An Bord Pleanála to get second interim chief in 10 months

An Bord Pleanála to get second interim chief in 10 months

Separately, the Department of Housing said it is currently putting in place arrangements for the recruitment of a full-term chair and ordinary board members to An Bord Pleanála.

An Bord Pleanála (ABP) is to get its second temporary head in 10 months after the appointment of Peter Mullan to the role of interim chair by the Government.

Mr Mullan will take up the post in early September following the move of Oonagh Buckley to her new job as secretary general at the Department of the Environment.

He will be the third head of ABP in less than a year.  Previous chair Dave Walsh took early retirement in November 2022 amid the fallout after a report harshly critical of the board's internal mechanisms was not published.

Mr Mullan is a solicitor by profession who spent nearly 20 years in private practice, specialising in criminal law with Dublin firm Sheehans, before joining the public service in 2012.

Joining ABP in January 2023, he was one of 10 temporary appointments made to the board of ABP since Ms Buckley took over the interim role in the wake of Mr Walsh’s departure.

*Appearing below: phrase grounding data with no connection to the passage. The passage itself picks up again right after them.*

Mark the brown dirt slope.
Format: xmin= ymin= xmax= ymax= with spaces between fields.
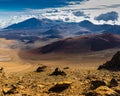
xmin=30 ymin=33 xmax=120 ymax=54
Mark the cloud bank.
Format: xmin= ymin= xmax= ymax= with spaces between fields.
xmin=0 ymin=0 xmax=120 ymax=28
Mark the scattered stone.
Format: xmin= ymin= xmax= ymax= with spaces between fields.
xmin=63 ymin=67 xmax=69 ymax=70
xmin=36 ymin=66 xmax=47 ymax=72
xmin=85 ymin=91 xmax=98 ymax=96
xmin=85 ymin=86 xmax=120 ymax=96
xmin=49 ymin=81 xmax=72 ymax=93
xmin=113 ymin=87 xmax=120 ymax=94
xmin=90 ymin=80 xmax=106 ymax=90
xmin=3 ymin=84 xmax=17 ymax=94
xmin=98 ymin=51 xmax=120 ymax=71
xmin=0 ymin=67 xmax=4 ymax=73
xmin=95 ymin=86 xmax=120 ymax=96
xmin=22 ymin=94 xmax=29 ymax=96
xmin=109 ymin=78 xmax=118 ymax=87
xmin=37 ymin=84 xmax=45 ymax=88
xmin=18 ymin=85 xmax=25 ymax=90
xmin=86 ymin=75 xmax=97 ymax=80
xmin=50 ymin=68 xmax=66 ymax=76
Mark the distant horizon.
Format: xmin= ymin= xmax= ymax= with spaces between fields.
xmin=3 ymin=17 xmax=120 ymax=30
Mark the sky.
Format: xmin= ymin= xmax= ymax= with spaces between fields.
xmin=0 ymin=0 xmax=120 ymax=28
xmin=0 ymin=0 xmax=84 ymax=11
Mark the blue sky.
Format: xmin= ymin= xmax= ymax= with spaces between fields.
xmin=0 ymin=0 xmax=120 ymax=28
xmin=0 ymin=0 xmax=83 ymax=11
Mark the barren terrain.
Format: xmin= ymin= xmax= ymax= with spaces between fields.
xmin=1 ymin=38 xmax=120 ymax=96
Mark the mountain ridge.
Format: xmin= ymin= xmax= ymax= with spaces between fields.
xmin=4 ymin=18 xmax=55 ymax=30
xmin=4 ymin=18 xmax=120 ymax=34
xmin=1 ymin=17 xmax=120 ymax=42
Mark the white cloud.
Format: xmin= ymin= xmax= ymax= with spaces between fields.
xmin=0 ymin=0 xmax=120 ymax=28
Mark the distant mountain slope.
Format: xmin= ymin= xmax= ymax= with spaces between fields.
xmin=4 ymin=18 xmax=54 ymax=30
xmin=79 ymin=20 xmax=120 ymax=34
xmin=42 ymin=29 xmax=60 ymax=35
xmin=2 ymin=18 xmax=120 ymax=42
xmin=42 ymin=29 xmax=63 ymax=39
xmin=30 ymin=33 xmax=120 ymax=54
xmin=4 ymin=18 xmax=120 ymax=35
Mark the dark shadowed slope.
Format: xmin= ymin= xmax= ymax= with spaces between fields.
xmin=4 ymin=18 xmax=54 ymax=30
xmin=79 ymin=20 xmax=120 ymax=34
xmin=98 ymin=51 xmax=120 ymax=71
xmin=29 ymin=33 xmax=120 ymax=54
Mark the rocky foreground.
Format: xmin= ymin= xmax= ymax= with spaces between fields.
xmin=1 ymin=66 xmax=120 ymax=96
xmin=1 ymin=48 xmax=120 ymax=96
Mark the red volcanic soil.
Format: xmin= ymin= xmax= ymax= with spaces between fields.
xmin=29 ymin=33 xmax=120 ymax=54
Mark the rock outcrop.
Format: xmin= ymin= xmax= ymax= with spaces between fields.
xmin=98 ymin=51 xmax=120 ymax=71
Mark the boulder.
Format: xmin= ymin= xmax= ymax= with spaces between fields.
xmin=50 ymin=68 xmax=66 ymax=76
xmin=109 ymin=78 xmax=118 ymax=87
xmin=90 ymin=80 xmax=106 ymax=90
xmin=98 ymin=51 xmax=120 ymax=71
xmin=49 ymin=81 xmax=72 ymax=93
xmin=36 ymin=66 xmax=47 ymax=72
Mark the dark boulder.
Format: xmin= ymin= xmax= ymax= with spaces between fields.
xmin=49 ymin=81 xmax=71 ymax=93
xmin=36 ymin=66 xmax=47 ymax=72
xmin=90 ymin=80 xmax=106 ymax=90
xmin=109 ymin=78 xmax=118 ymax=87
xmin=98 ymin=51 xmax=120 ymax=71
xmin=50 ymin=68 xmax=66 ymax=76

At the time, ABP’s capacity for decision-making had been crippled by having just four full-time members of the board—meaning that the numbers were not available to deal with the backlog of outstanding applications before it.

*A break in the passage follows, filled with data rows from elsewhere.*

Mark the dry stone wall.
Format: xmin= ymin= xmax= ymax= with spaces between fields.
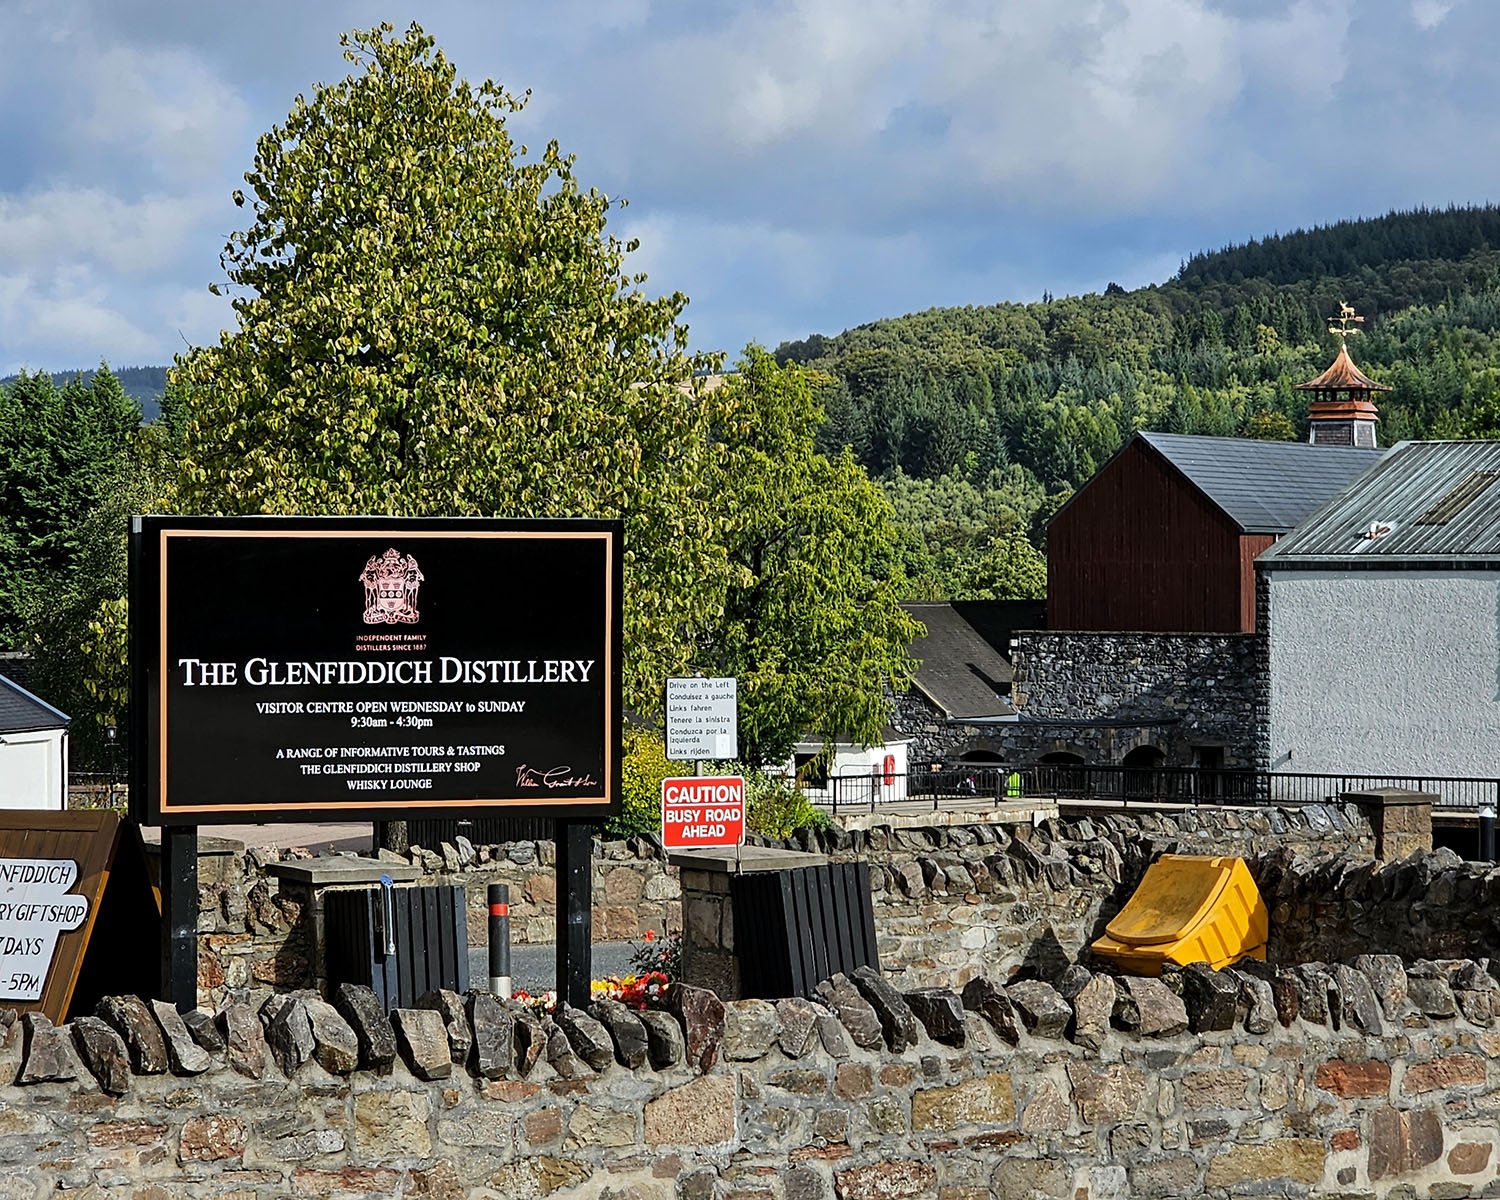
xmin=190 ymin=805 xmax=1370 ymax=1006
xmin=845 ymin=804 xmax=1373 ymax=990
xmin=5 ymin=949 xmax=1500 ymax=1199
xmin=1260 ymin=843 xmax=1500 ymax=966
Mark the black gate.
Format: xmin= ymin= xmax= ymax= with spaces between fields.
xmin=406 ymin=816 xmax=555 ymax=847
xmin=324 ymin=883 xmax=470 ymax=1013
xmin=730 ymin=861 xmax=879 ymax=1001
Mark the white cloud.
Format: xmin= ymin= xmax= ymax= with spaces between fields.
xmin=1411 ymin=0 xmax=1456 ymax=30
xmin=0 ymin=188 xmax=218 ymax=274
xmin=70 ymin=43 xmax=252 ymax=185
xmin=4 ymin=0 xmax=1500 ymax=370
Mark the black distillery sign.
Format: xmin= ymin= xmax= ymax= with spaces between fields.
xmin=130 ymin=517 xmax=622 ymax=825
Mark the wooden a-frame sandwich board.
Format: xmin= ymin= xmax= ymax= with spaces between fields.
xmin=0 ymin=810 xmax=161 ymax=1023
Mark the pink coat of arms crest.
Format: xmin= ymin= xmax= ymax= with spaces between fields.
xmin=360 ymin=548 xmax=424 ymax=625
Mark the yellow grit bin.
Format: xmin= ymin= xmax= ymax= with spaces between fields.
xmin=1090 ymin=854 xmax=1268 ymax=976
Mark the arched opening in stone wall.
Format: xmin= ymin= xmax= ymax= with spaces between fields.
xmin=1121 ymin=744 xmax=1166 ymax=801
xmin=959 ymin=749 xmax=1004 ymax=763
xmin=1038 ymin=750 xmax=1086 ymax=797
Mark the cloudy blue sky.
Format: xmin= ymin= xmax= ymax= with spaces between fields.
xmin=1 ymin=0 xmax=1497 ymax=375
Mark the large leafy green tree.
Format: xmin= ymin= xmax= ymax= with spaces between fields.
xmin=174 ymin=24 xmax=726 ymax=717
xmin=699 ymin=348 xmax=920 ymax=765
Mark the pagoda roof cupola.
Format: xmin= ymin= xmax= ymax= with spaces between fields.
xmin=1294 ymin=303 xmax=1389 ymax=449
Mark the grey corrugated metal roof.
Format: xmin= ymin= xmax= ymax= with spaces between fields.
xmin=1138 ymin=433 xmax=1385 ymax=534
xmin=1259 ymin=440 xmax=1500 ymax=567
xmin=0 ymin=672 xmax=69 ymax=734
xmin=901 ymin=603 xmax=1015 ymax=720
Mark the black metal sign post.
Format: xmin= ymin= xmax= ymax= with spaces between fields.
xmin=159 ymin=825 xmax=198 ymax=1010
xmin=555 ymin=820 xmax=593 ymax=1009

Prior to joining ABP as deputy chair, Mr Mullan had worked since 2018 for the Courts Service with responsibility for operations within the Circuit and District Courts. Preceding that, he had worked since 2012 as the chief prosecution solicitor for the Director of Public Prosecutions, his first role in the public service.

Separately, the Department of Housing said it is currently putting in place arrangements for the recruitment of a full-term chair and ordinary board members to ABP. A full term is seven years.

Oonagh Buckley's tenure

Mr Mullan’s predecessor Ms Buckley’s 10-month tenure at the authority has been a busy one, focused on the appointment of temporary members to bring the board to its full capacity of 15 and the hiring of 100 new staff to enhance the authority’s ability to deal with the planning logjam.

It has likewise not been without controversy.

In April of this year, Ms Buckley was forced to apologise to planning solicitor Fred Logue after telling the annual conference of the Irish Planning Institute that Mr Logue’s firm was responsible for half of judicial reviews against the board and that this was “lucrative” business.

“I’m very sorry that I became the story, that should not have been the case. And I’m very sorry I namechecked somebody who was not in the room to answer to those questions, I shouldn’t have done that,” she said.

Ms Buckley told the Oireachtas housing committee earlier this month that ABP currently has 3,400 decisions awaiting analysis or a decision — roughly a year’s intake.